Objectives

Introduce inference for linear regression
Develop an understanding of the sampling distribution of the slope and intercept
Know how to compute the confidence intervals of the slope and intercept
Activity: Determine Confidence Intervals of a Linear Model

Previously… (1/2)

Linear Regression

\[ y = \beta_0 + \beta_1 x + \epsilon \]

$y$ is the outcome, $x$ is the predictor, $\beta_0$ is the intercept, and $\beta_1$ is the slope. The notation $\epsilon$ is the model’s error (residuals).
We estimate the slope $b_1$ and intercept $b_0$ of the least squares regression line by minimizing the sum of squared residuals.
The slope is given by $b_1 = \frac{s_y}{s_x} r$ , and the intercept is $b_0 = \bar{y} - b_1 \bar{x}$ , where $r$ is the correlation coefficient, $s_x$ and $s_y$ are the standard deviations of $x$ and $y$, and $\bar{x}$, $\bar{y}$ are their respective means.

Previously… (2/2)

Confidence Interval

\[\text{point estimate} \pm z^* SE\]

where $SE$ is the standard error and $z^*$ is the critical z-value for a given confidence level assuming a standard normal distribution.

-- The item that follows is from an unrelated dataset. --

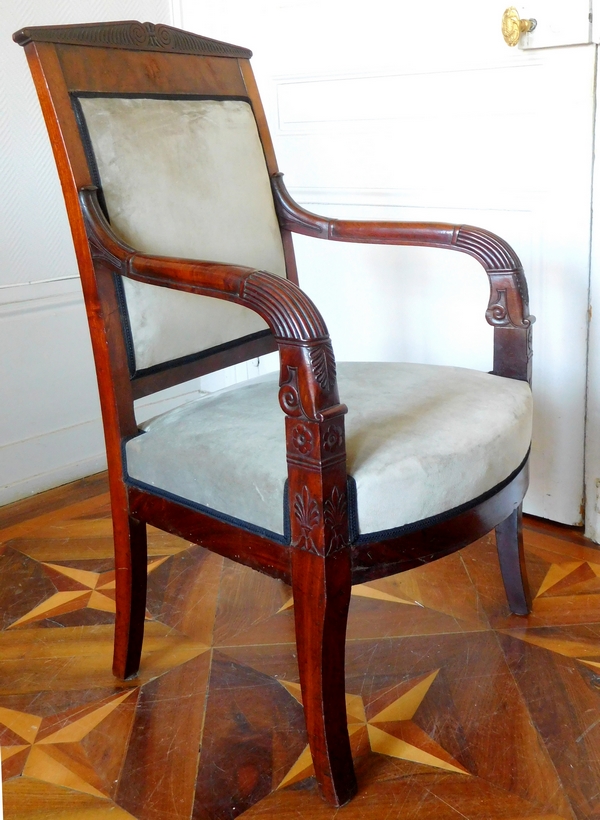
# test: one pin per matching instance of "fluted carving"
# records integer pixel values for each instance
(291, 313)
(132, 35)
(508, 304)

Use $t_{df}^*$ for assuming a t-distribution given degrees of freedom $df$.

Case Study I

Revenue as a linear model of advertising dollars for a population of sandwich stores, in thousands of dollars.

There are 1000 stores in our sample. Suppose that we know the population slope $\beta_1 = 4.7$ and intercept $\beta_0 = 12$.

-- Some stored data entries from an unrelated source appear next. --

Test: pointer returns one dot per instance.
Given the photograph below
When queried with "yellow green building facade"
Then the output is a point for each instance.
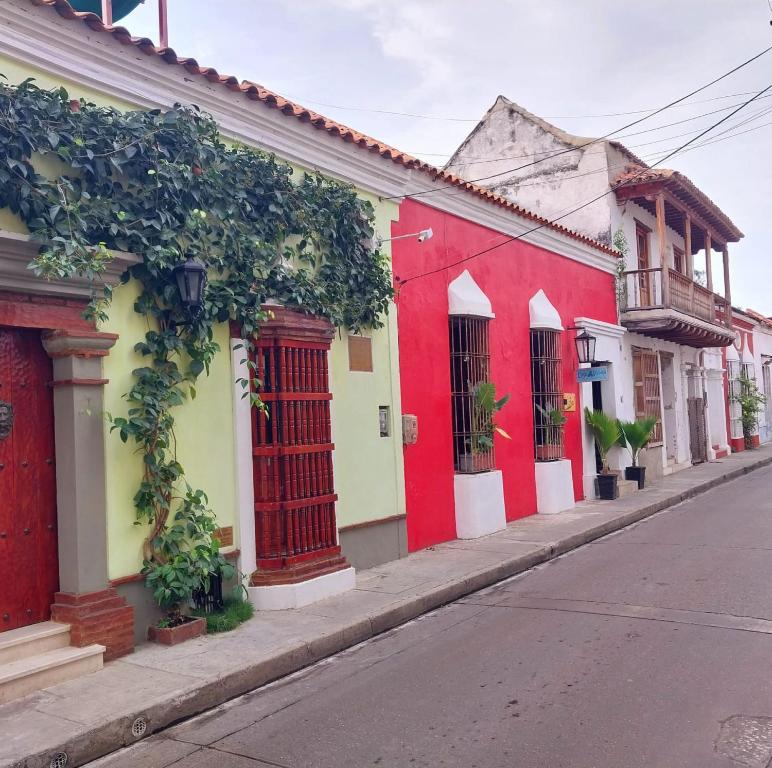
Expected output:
(100, 552)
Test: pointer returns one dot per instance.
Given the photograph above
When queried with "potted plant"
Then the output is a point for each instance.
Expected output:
(750, 401)
(605, 431)
(635, 436)
(485, 406)
(185, 558)
(552, 423)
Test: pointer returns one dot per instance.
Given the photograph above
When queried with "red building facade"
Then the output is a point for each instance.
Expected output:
(510, 276)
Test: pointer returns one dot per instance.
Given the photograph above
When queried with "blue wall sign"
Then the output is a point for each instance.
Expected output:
(598, 373)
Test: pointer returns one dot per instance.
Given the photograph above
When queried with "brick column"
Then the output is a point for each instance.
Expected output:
(96, 613)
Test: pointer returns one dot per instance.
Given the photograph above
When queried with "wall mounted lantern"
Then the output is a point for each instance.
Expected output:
(190, 277)
(585, 347)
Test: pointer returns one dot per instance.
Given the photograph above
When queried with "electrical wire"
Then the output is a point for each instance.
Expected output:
(549, 153)
(402, 283)
(601, 138)
(442, 118)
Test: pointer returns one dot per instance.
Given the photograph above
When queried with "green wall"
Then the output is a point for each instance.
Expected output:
(368, 468)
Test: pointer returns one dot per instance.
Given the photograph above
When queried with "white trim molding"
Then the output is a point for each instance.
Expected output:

Case Study I: The Linear Model

The population model is: \[y_{revenue} = \beta_0 + \beta_1 x_{advertising} + e\] where $y$ is the response, $x$ is the predictor, $\beta_0$ is the intercept, $\beta_1$ is the slope, and $e$ is the error term.

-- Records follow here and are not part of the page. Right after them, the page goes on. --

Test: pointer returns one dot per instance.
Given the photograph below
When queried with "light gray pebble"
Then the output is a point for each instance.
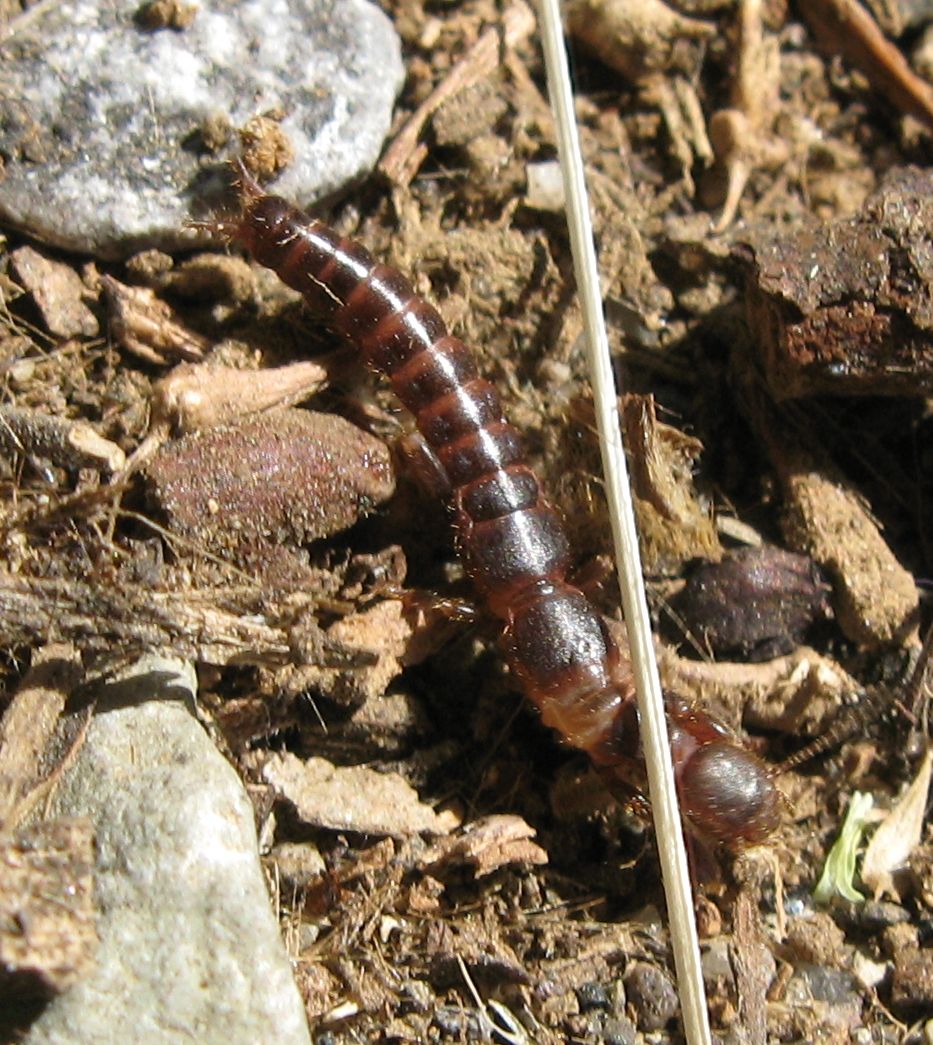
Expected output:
(100, 118)
(189, 946)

The least squares regression model uses the data to find a best linear fit: \[\hat{y}_{revenue} = b_0 + b_1 x_{advertising}.\] where $b_0 = 11.23$, $b_1 = 4.85$. There will be our point estimates.

Case Study I: Resdiual Analysis (1/2)

The residuals appear approximately normal, supporting the normality assumption.
The residual plot shows roughly constant variance, suggesting homoskedasticity.
Slight clustering near the center may require further investigation but otherwise the residuals are independent of the model (no pattern).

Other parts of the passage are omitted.